Phoebe içeri bağırarak girdi. Calum ile el tokuşup bana sarıldı! Sanırım dünyanın son bulmasına az kaldı.

Luke ve Ocean sakin bir şekilde bize selam verdi.

"Hoşgeldiniz hayatıma girmesine aslında pek de gerek olmayan insanlar-"

Ashton kapıdan girdiği gibi Calum'un kucağına atlayacakken Calum geri çekildi. Ashton yere kapaklanırken Ocean ve Luke kahkahalarla gülüyordu. Phoebe sevgilisine kıyamadığı için gülmedi ve onun kalkmasına yardımcı oldu.

Ashton yerden kalktığında sinirli gözlerle Calum'a bakıyordu.

Calum, Ashton'a baktı. "Ve insan olmayanlar."

Bu sözü Phoebe de dahil hepimizi güldürdü. Calum sırıtıyordu.

Ashton üzerini düzeltti. "Phoebe seninle birlikte Karanlığın Elli tonu izlemeyeli ne kadar oluyor?"

Phoebe kaşlarını çattı. "Ne?"

Calum suratını ekşitti. "Iy, bundan bize ne?"
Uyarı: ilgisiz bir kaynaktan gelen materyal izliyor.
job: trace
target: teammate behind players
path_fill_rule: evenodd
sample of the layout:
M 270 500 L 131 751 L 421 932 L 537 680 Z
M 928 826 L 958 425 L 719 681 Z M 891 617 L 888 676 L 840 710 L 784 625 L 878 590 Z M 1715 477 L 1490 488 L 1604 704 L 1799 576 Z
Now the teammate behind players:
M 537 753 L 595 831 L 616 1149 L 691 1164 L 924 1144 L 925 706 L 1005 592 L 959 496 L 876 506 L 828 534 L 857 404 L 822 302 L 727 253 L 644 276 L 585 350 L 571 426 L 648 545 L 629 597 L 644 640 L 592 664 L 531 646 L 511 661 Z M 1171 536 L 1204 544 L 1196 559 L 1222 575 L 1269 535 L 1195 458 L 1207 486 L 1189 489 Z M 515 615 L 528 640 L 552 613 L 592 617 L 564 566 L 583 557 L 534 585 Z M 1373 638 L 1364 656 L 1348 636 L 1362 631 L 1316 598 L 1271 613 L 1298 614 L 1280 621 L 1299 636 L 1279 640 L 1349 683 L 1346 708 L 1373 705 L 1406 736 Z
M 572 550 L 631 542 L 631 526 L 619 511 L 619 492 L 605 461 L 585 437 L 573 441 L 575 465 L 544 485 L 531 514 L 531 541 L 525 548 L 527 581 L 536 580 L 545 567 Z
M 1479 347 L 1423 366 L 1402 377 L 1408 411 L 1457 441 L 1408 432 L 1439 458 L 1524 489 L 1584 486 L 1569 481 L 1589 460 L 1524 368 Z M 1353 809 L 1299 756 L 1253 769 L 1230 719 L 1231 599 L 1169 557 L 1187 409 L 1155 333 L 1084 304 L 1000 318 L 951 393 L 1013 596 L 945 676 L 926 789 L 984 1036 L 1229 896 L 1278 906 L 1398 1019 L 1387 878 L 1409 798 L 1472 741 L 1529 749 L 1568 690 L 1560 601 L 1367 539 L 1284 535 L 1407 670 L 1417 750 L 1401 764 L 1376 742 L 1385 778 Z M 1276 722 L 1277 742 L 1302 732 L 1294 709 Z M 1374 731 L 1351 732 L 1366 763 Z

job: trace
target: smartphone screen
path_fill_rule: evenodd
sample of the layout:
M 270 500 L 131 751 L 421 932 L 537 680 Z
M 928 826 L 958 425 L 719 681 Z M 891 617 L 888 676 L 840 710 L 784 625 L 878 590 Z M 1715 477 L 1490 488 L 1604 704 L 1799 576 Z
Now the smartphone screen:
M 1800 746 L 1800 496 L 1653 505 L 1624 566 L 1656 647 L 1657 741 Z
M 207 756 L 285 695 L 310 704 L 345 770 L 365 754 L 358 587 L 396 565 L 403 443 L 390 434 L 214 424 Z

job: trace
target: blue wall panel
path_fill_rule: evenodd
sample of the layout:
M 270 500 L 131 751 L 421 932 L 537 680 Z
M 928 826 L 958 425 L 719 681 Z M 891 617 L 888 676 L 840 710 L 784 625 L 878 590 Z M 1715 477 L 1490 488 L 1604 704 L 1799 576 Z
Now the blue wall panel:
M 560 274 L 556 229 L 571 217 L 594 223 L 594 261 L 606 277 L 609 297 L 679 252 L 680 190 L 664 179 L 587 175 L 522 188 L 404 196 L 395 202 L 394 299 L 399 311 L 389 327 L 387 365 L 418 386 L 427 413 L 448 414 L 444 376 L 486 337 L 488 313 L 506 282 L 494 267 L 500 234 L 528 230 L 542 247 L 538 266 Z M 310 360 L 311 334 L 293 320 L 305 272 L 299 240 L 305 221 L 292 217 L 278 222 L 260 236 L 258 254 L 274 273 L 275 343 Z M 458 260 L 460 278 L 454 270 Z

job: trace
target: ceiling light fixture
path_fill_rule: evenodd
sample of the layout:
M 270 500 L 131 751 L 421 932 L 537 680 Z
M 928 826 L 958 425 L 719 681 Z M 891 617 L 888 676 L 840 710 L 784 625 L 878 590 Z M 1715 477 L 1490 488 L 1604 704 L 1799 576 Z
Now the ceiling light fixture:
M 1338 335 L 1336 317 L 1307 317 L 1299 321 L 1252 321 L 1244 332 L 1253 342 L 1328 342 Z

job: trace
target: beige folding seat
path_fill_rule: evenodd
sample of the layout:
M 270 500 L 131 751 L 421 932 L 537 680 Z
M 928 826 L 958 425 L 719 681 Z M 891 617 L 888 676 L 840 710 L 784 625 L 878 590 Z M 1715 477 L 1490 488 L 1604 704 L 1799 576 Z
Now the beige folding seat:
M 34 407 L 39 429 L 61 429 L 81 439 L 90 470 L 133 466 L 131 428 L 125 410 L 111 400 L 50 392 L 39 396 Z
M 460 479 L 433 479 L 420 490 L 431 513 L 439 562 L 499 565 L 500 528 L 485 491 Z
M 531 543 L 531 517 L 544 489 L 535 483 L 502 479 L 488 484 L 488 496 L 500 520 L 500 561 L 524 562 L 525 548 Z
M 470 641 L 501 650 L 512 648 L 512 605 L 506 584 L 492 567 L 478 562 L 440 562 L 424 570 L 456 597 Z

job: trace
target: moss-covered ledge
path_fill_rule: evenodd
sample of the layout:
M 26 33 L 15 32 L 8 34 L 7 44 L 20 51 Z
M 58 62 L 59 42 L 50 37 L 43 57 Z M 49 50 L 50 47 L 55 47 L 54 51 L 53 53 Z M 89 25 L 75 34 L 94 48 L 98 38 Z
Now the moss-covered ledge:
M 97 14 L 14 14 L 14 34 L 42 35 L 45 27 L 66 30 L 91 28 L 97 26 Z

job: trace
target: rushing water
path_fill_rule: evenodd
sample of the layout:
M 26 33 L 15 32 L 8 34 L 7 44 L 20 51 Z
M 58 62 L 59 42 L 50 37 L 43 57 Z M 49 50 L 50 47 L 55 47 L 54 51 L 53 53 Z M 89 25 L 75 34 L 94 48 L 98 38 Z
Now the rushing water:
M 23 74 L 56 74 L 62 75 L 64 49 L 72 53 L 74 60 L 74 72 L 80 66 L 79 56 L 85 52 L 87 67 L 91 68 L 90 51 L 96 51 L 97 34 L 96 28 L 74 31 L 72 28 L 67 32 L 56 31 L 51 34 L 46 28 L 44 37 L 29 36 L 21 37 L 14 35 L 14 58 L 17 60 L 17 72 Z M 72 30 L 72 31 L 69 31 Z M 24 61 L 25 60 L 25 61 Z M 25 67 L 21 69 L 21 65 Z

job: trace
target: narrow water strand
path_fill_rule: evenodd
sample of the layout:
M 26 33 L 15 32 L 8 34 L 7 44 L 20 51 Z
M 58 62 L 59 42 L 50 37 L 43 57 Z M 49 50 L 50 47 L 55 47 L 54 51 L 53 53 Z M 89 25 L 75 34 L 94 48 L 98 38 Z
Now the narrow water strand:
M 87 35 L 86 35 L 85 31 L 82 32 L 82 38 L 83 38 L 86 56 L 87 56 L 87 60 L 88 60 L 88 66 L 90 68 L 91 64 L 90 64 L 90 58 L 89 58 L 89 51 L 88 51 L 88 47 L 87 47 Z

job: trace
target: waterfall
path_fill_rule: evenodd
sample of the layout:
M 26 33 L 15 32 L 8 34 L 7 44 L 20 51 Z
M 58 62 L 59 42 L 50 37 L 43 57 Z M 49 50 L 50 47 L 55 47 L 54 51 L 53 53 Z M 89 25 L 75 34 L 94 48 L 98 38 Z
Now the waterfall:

Luke kapıyı kapattı ve bağırdı. "İçeri geçin!"

Hep birlikte salona geçtik.

Ocean mavi saçlarını tepeden bağlayıp maşalamıştı. Yırtık kotu ve siyah bistüyeri ile çok güzeldi.

Phoebe her zamanki gibi deri ceket ve siyah kot giymişti. Abartmıyorum, bu kıyafetler ile çok seksi gözüküyordu.

Calum, Phoebe'yi bilgisayar başına oturttu. "Hemen başla."

Phoebe kafasını salladı ve bilgisayarı çalıştırdı.

Calum ona bakıp sordu. "İşimiz ne kadar sürer?"

Phoebe, Calum'a döndü. "Maili açma sürelerine bağlı."

Calum koltuğa oturdu. "Yani aktiflerse hemen biter."

Phoebe gözlerini büyüttü. "Çok zekisin."

Kahkaha attı. "O yüzden sizinle arkadaşım ya. Grubun iq seviyesini yükseltiyorum."

Phoebe başını iki yana salladı. "Hayır tatlım yükseltmiyorsun. Senin iq seviyen eksilerde olduğu için bizi nötrlüyorsun."

Calum, Phoebe'nin bu sözüne verecek bir yanıt ararken Phoebe açılan bilgisayara döndü. "Şimdi bir mail ile bu işi halledeceğiz. Umarım fazla akıllı değillerdir."

Calum kafasını iki yana salladı. "Zeki değiller. Aptalın teki hepsi."

Phoebe işini yaparken Ocean bir şeyler hazırlamak için mutfağa gitti. Ben de yardım için peşinden gittim.

Ocean bıkkınlıkla konuştu."Hayat fazla yorucu değil mi?"

Gülerek cevapladım."Saçları renkli birine göre fazla karamsar bir soru."

O da gülüyordu. Dolaptan tencere çıkarıp ocağa koydu ve içine yağ, tuz ve mısır attı. "Herkes böyle söylüyor. Saçım renkli diye içimi de öyle sanıyorlar. İçimi dışıma yansıtsaydım Phoebe gibi sürekli siyah giyinirdim."

Calum'un abur cubur mahzenini bulup birkaç paket yiyecek çıkardım. "Haklısın. Birbirimizi dış görünüşe göre yargılamak çok kolay."

"Bahse girerim Calum'u ilk gördüğünde onun çapkın biri olduğunu düşündün." Kahkaha atarken beni de güldürmüştü.

"Aslında onun ne kadar yakışıklı olduğuna odaklanmıştım. Başka bir şey düşünmüyordum."

Ocean tezgaya yaslandı. "Girdiğimiz ortamda Calum'un dikkatini çekebilmek için uğraşan bir sürü kız olurdu. Ama Calum hiçbirine pas vermezdi."